Pair Corralation between ProShares Ultra and IShares International
Considering the 90-day investment horizon ProShares Ultra is expected to generate 1.12 times less return on investment than IShares International. In addition to that, ProShares Ultra is 3.26 times more volatile than iShares International Dividend. It trades about 0.02 of its total potential returns per unit of risk. iShares International Dividend is currently generating about 0.06 per unit of volatility. If you would invest 5,642 in iShares International Dividend on November 19, 2024 and sell it today you would earn a total of 1,460 from holding iShares International Dividend or generate 25.88% return on investment over 90 days.
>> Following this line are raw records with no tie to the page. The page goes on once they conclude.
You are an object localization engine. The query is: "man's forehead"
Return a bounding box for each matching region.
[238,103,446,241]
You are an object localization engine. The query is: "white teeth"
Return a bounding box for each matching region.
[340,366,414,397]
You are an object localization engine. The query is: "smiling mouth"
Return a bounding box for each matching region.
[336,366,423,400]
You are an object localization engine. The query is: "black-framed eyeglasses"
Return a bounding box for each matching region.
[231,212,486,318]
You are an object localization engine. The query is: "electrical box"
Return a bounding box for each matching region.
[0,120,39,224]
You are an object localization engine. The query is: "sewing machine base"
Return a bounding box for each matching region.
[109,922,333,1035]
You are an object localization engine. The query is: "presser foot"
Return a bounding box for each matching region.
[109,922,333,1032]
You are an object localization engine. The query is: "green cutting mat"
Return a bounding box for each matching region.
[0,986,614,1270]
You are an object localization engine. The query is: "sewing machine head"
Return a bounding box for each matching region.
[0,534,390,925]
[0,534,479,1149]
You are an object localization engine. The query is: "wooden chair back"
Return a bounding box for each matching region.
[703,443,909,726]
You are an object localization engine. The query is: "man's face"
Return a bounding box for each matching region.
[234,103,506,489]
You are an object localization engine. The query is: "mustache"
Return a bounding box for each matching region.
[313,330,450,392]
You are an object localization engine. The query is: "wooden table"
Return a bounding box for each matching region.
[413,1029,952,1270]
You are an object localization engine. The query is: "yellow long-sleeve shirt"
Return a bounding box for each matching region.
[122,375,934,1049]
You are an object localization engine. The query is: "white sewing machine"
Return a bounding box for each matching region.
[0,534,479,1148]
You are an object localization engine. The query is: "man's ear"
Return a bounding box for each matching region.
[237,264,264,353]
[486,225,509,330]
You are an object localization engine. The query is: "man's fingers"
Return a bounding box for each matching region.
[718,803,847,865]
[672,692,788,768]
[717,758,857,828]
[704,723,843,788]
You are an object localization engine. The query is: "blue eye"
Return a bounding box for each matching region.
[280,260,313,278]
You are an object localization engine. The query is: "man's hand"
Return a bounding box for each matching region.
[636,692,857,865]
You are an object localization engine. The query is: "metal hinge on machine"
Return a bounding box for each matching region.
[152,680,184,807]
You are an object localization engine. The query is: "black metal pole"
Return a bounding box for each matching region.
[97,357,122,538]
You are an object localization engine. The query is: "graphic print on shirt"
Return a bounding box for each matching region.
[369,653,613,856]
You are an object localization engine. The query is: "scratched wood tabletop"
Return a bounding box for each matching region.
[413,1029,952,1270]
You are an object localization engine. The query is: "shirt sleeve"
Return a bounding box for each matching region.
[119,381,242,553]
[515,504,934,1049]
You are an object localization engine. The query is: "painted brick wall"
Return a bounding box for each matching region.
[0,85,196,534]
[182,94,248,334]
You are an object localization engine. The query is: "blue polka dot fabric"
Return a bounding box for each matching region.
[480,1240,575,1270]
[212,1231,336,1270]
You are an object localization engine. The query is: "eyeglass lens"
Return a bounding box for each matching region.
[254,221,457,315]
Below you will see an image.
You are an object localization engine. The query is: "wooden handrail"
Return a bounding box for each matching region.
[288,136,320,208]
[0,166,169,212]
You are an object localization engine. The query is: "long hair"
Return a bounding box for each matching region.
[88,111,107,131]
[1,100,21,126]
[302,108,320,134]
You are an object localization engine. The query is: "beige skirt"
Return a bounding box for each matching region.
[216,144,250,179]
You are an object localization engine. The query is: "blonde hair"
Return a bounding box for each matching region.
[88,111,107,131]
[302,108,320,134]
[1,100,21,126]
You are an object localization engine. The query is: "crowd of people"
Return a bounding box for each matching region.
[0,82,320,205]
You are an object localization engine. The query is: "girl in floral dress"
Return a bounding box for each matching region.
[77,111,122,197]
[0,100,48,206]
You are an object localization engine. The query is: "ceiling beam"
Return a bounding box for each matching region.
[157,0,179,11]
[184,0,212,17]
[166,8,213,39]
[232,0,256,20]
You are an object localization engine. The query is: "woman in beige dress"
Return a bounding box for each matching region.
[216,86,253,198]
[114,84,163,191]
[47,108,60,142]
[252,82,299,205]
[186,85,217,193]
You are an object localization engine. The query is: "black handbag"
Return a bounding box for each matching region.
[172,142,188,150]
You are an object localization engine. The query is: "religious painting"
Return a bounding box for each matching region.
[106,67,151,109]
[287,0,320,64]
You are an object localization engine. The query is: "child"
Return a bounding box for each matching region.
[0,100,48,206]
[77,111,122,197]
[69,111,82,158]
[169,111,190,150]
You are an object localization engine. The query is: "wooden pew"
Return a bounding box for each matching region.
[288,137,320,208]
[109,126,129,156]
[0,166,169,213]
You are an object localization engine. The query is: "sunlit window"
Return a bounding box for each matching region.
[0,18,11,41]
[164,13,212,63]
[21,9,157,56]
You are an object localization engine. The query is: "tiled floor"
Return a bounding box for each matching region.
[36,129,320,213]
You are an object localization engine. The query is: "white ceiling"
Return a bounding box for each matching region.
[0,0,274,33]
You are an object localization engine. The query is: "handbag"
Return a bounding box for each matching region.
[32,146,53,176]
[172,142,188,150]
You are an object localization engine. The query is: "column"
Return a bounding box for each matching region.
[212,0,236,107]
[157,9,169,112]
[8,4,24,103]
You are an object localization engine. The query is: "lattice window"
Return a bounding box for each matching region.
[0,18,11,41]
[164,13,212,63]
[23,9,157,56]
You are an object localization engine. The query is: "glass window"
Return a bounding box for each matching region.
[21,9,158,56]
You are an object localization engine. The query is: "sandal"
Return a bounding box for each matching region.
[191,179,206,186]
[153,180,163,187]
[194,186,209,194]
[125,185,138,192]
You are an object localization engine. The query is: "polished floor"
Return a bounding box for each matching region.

Time Period | 3 Months [change] |
Direction | Moves Together |
Strength | Weak |
Accuracy | 100.0% |
Values | Daily Returns |
ProShares Ultra Oil vs. iShares International Dividend
Performance |
Timeline |
ProShares Ultra Oil |
iShares International |
ProShares Ultra and IShares International Volatility Contrast
Predicted Return Density |
Returns |
Pair Trading with ProShares Ultra and IShares International
The main advantage of trading using opposite ProShares Ultra and IShares International positions is that it hedges away some unsystematic risk. Because of two separate transactions, even if ProShares Ultra position performs unexpectedly, IShares International can make up some of the losses. Pair trading also minimizes risk from directional movements in the market. For example, if an entire industry or sector drops because of unexpected headlines, the short position in IShares International will offset losses from the drop in IShares International's long position.ProShares Ultra vs. ProShares UltraShort Oil | ProShares Ultra vs. ProShares Ultra Basic | ProShares Ultra vs. ProShares Ultra Financials | ProShares Ultra vs. ProShares Ultra Real |
IShares International vs. iShares MSCI Intl | IShares International vs. iShares MSCI Intl | IShares International vs. iShares MSCI Intl | IShares International vs. iShares Currency Hedged |
Check out your portfolio center.Note that this page's information should be used as a complementary analysis to find the right mix of equity instruments to add to your existing portfolios or create a brand new portfolio. You can also try the Equity Valuation module to check real value of public entities based on technical and fundamental data.